Archives mensuelles : avril 2015

Vanishing Point

Vanishing Point© Patrick Berger

Les comédiens sont touchants mais cela ne suffit pas à faire de cette création de Marc Lainé la pièce bouleversante qu’elle devrait être.

Tout commence pourtant sur les chapeaux de roues – si l’on peut dire – avec un dispositif surprenant : sous nos yeux se tourne en effet un road trip en Amérique du Nord et l’on voit à la fois les prises sur le plateau et leur résultat sur grand écran. Ce n’est pas la première fois que ce dispositif est utilisé : en 2012, il avait été mis à l’honneur dans La Dame aux camélias, plus revue que corrigée par Frank Castorf à l’Odéon ou, avec plus de parcimonie, dans Salle d’attente monté par Krystian Lupa à la Colline ; en 2013, il était tout à fait central et essentiel dans la mise en scène de Charlotte Perkins Gilman de Die gelbe Tapete [Le papier peint jaune] aux ateliers Berthier ; plus récemment Stéphane Braunschweig joue de son aspect saisissant dans son Glückliche Tage [Oh ! les beaux jours] présenté à la Colline en 2014, comme l’a fait cette saison Yann-Joël Collin dans La Mouette au Théâtre des Quartiers d’Ivry. Cette projection d’une captation directe dans Vanishing Point n’est donc pas nouvelle mais pas moins novatrice : d’une part, le spectateur voit les comédiens jouer – ce n’était pas vraiment le cas chez Castorf ou Charlotte Perkins Gilman où le film occultait le théâtre, le spectateur ne pouvant apprécier le jeu des acteurs que par écran interposé ; d’autre part, la réalité de la scène n’est pas seulement, dans le film projeté, une réalité « augmentée » par un cadre – on pensera ici aux magnifiques gros plan des mises en scène de Braunschweig et Collin pré-citées – mais par un jeu d’optique qui s’appuie sur l’opposition entre le mouvement de la voiture sur le film avec le défilement des paysages et et sa criante immobilité sur le plateau. Il y a pourtant un revers de la médaille.

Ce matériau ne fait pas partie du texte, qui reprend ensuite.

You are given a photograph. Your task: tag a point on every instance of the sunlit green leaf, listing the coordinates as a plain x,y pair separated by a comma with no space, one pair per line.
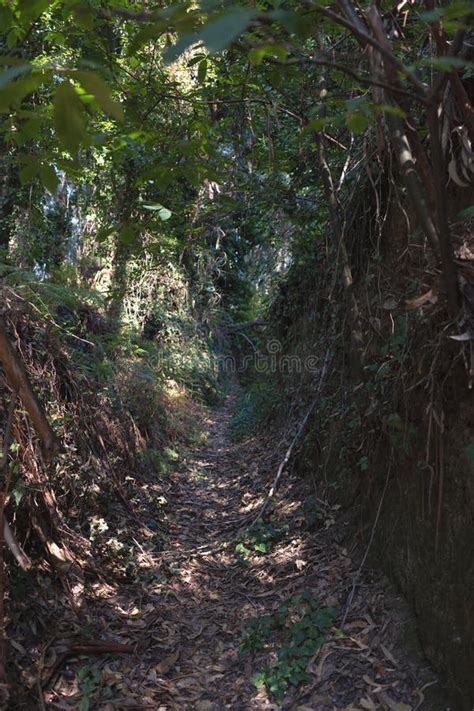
49,178
357,122
275,51
69,117
202,71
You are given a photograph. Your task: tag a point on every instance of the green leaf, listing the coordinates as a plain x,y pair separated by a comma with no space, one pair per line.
202,71
276,51
95,85
163,212
467,212
218,34
103,233
127,235
314,125
49,178
8,75
69,117
29,171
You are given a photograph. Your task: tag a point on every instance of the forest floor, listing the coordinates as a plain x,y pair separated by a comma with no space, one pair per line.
188,617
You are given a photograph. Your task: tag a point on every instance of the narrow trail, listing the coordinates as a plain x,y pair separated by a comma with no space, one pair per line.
189,620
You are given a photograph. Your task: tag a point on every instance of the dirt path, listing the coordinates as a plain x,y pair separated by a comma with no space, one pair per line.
189,611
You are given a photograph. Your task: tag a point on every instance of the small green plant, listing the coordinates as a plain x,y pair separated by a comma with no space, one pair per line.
297,630
89,677
312,513
260,537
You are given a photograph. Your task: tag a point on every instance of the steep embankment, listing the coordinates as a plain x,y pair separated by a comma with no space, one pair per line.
394,443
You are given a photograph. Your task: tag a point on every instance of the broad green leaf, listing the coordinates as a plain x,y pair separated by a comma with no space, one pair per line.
163,212
195,60
467,212
69,117
49,178
275,51
95,85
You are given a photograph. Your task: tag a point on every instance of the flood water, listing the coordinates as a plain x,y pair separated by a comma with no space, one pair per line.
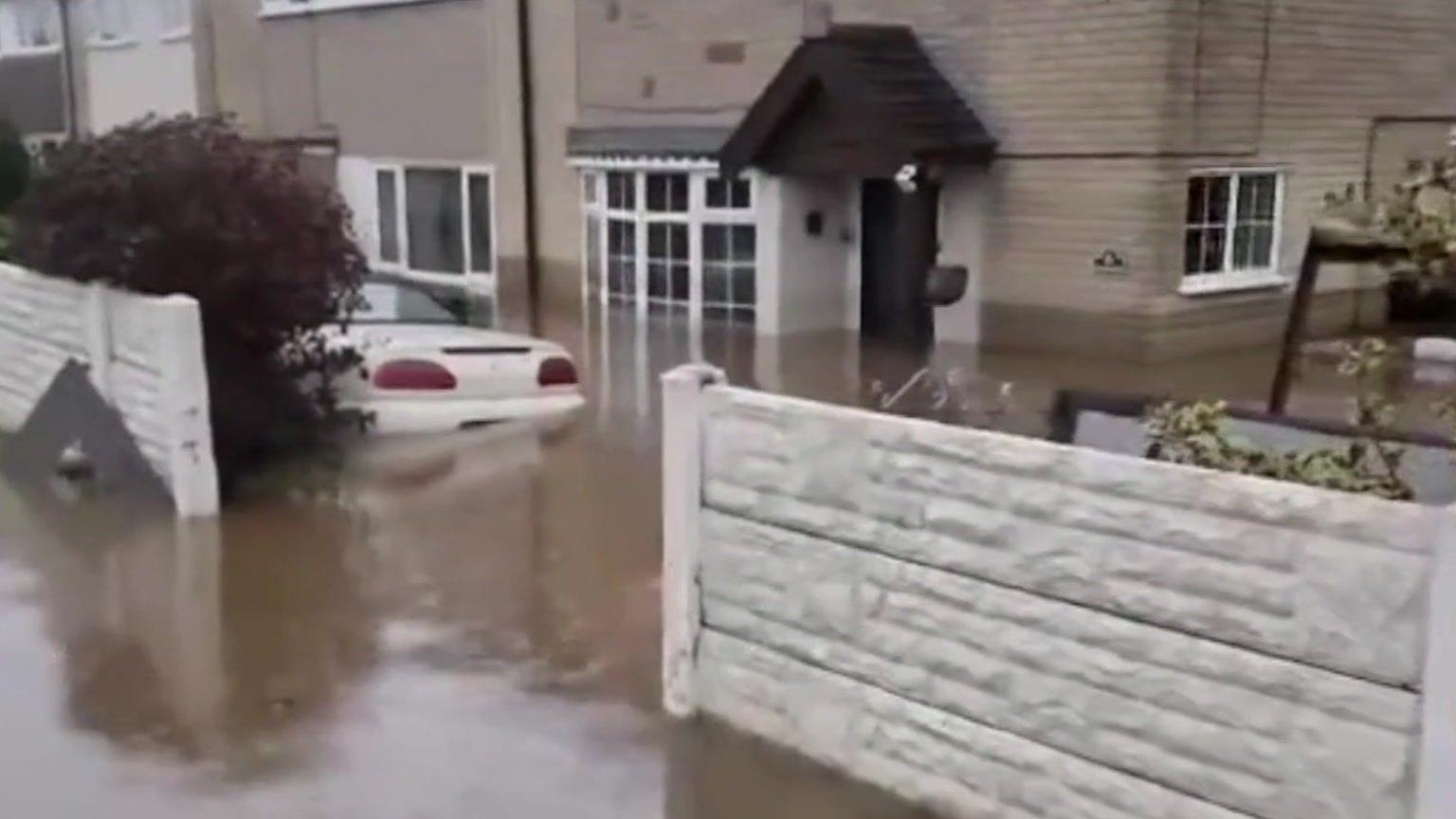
453,627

Si cette opposition amuse, elle nous distrait – justement – du drame terrible qui a précédé, sur la scène, le début de ce voyage de la protagoniste Suzanne (Sylvie Léonard) sur la route longue de six cents kilomètres de la Baie-James. Ce drame survient de façon brutale mais le choc produit est bien trop vite atténué et relativisé par l’aspect insolite de ce tournage en direct. On touche ici à deux défauts importants de Vanishing Point : la pièce souffre d’un mauvais rythme mais aussi de son absence d’aspérités propres à rendre sensibles et fortes les crises qui, latentes ou explosives, construisent et détruisent les personnages et leurs liens.

Dans cette pièce, tout s’estompe en effet dans une forme de douceur ouatée, que celle-ci provienne d’un brouillard artificiel qui permettra de façon ingénieuse un fondu enchaîné entre le drame initial et les événements qui l’ont précipité ou bien encore de ces intermèdes musicaux d’un rock entraînant mais relativement sage, qui nous éloigne de la scène de théâtre pour nous conduire dans celle d’un concert divertissant. On n’a ainsi guère le temps de s’appesantir sur les drames que vit Suzanne entre cette brume qui efface toute trace de sang ou les airs bien sympathiques chantés par Marie-Sophie Ferdane accompagnée des musiciens de Moriarty (Charles Carmignac, Thomas Puéchavy, Vincent Talpaert et Stephan Zimmerli). Tout finit même par ronronner dans cette alternance, mécanique et quasi sans surprise, des tournages de cette virée motorisée et des chansons.

Enfin, le texte pose problème. Il est, pour ce qui est de la vie de Suzanne, quelque peu cousu de fil blanc – et les retours en arrière ou au présent ne brouillent guère les pistes. Seuls la place des intermèdes musicaux et le lien de la chanteuse (Marie-Sophie Ferdane) avec l’histoire et la culture amérindiennes peuvent interroger et intriguer mais la compréhension de leur enjeu véritable (une histoire parallèle à celle de Suzanne qui finira par la croiser) est rendue tardive, ce qui dessert la profondeur et la force du contraste qu’ils auraient pu manifester entre deux lignes de vie. Par ailleurs, la fin de la représentation, qui réunit ces fils « conducteurs », n’étonne pas pour autant.

Restent la naïveté et la fragilité des personnages, généreusement incarnés par les comédiens, qui nous font tout de même passer, malgré les imperfections relevées, un joli moment.

La pièce se joue au Théâtre national de Chaillot du 28 mars au 17 avril 2015.